Ezra Klein share some dinner party ideas

I was at a dinner last night where everyone in the room had to name a few policies that they thought would increase economic growth in the coming decades. Increasing the number of visas we give to high-skill immigrants got the most votes, followed closely by loosening intellectual property laws. I favor both.

My big item, however, is eliminating the filibuster. Most people don’t think of this as a deficit-reduction measure, but they should. Deficit reduction is difficult.

. . . the harder we make this, the more likely both parties are to shy away from it. And if no one does anything, we’re hurtling toward a fiscal crisis — and those are really bad for growth.

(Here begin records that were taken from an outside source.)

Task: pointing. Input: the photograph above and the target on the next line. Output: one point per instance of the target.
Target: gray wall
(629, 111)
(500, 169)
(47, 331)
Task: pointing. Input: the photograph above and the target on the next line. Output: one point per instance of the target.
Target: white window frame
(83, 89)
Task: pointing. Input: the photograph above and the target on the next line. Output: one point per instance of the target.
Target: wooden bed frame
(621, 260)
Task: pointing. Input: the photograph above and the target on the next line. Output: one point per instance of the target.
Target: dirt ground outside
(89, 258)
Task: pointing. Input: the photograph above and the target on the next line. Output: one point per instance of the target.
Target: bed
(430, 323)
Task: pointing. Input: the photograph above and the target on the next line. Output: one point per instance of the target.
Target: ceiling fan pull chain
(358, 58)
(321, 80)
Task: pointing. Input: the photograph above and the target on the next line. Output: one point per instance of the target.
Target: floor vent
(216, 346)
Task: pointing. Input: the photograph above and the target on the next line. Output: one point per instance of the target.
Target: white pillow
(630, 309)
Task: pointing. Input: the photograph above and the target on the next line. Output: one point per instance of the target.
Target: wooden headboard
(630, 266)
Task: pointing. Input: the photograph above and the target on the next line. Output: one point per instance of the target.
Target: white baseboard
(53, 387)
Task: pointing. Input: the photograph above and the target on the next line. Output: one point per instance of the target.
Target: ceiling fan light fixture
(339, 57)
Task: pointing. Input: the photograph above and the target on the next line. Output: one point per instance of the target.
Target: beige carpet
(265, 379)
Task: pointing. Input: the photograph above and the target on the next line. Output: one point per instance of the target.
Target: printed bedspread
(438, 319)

I am not sure about loosening intellectual property laws. I lean towards favoring that policy but the effect on growth is not immediately apparent to me.

I would expand high skilled immigration to immigration period. Based on those two responses it seems like the guests are implicitly thinking of ways to increase per capita GDP or more likely consumption among high income folks. Its pretty clear that weaker intellectual property laws would result in vast near term increases in the quality of consumption regardless of the growth effects.

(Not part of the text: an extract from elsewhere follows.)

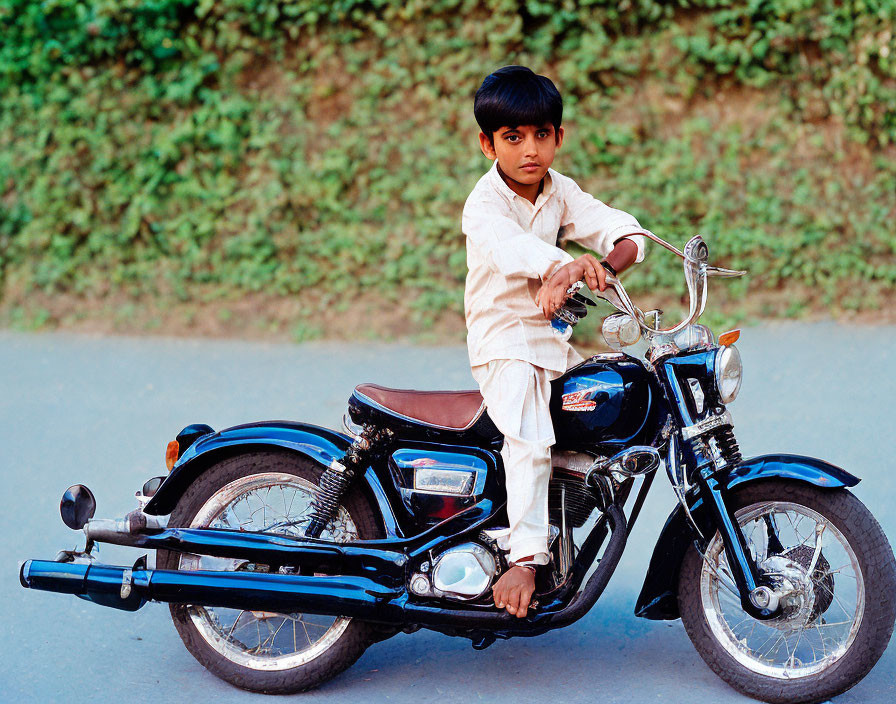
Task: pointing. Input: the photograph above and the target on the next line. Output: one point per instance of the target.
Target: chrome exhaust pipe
(129, 588)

However, letting in a bunch of low skilled workers is nonetheless good for growth because more workers mean that more things are made. It’s also good for the medium term deficit since most of our costs are fixed costs in the short run.

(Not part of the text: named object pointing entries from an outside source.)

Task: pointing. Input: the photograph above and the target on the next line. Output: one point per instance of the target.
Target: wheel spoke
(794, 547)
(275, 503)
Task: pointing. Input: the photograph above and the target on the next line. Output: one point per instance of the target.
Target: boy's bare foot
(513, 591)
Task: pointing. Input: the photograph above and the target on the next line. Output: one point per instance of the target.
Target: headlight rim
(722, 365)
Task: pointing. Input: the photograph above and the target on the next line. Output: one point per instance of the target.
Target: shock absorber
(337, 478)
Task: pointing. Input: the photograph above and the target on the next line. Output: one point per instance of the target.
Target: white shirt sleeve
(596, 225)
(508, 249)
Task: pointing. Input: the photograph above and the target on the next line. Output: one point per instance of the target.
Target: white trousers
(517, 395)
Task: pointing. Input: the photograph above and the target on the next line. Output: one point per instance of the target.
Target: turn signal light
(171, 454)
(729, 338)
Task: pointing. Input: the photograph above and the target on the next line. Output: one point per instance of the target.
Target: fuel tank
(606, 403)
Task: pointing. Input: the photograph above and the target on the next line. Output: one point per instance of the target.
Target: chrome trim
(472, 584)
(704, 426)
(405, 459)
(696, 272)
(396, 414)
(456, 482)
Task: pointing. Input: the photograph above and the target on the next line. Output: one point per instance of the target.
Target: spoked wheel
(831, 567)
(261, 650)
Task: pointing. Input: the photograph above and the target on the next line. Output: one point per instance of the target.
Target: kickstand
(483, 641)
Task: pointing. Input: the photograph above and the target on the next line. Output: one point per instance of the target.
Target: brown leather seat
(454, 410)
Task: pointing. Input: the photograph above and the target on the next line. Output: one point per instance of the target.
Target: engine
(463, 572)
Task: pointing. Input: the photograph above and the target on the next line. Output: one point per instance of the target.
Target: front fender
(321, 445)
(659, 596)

Where I seriously depart is on the notion that we are headed for fiscal crisis. Are we? I am not confident of this. It is true that our current trends cannot be sustained. Yet, my best guess is that then they simply won’t be sustained.

I mean there is a significant freak out about the deficit now, when arguably the major problem facing the United States is that the deficit is too low. That makes me think that if a problem really started to materialize there would be major measures to stop it.

My guess is that natural response would be big tax hikes and freezes in reimbursement rates on medical services but this is just a guess. We are talking about a country and a culture possibly 30 to 40 years away.

The real question in my mind is thinking through ways to deal with exploding deficits if and when they come. What types of solutions do we want to be reaching for? What pitfalls might do we want to watch out for? In particular is it possible to get a handle on what to do about medicine?

Not just in a mechanical how do we structure payments kind of way but more deeply are we going to begin questioning the usefulness of the medical enterprise generally. This is not an easy question but unless there is a tech revolution in medicine it will become an important one moving forward.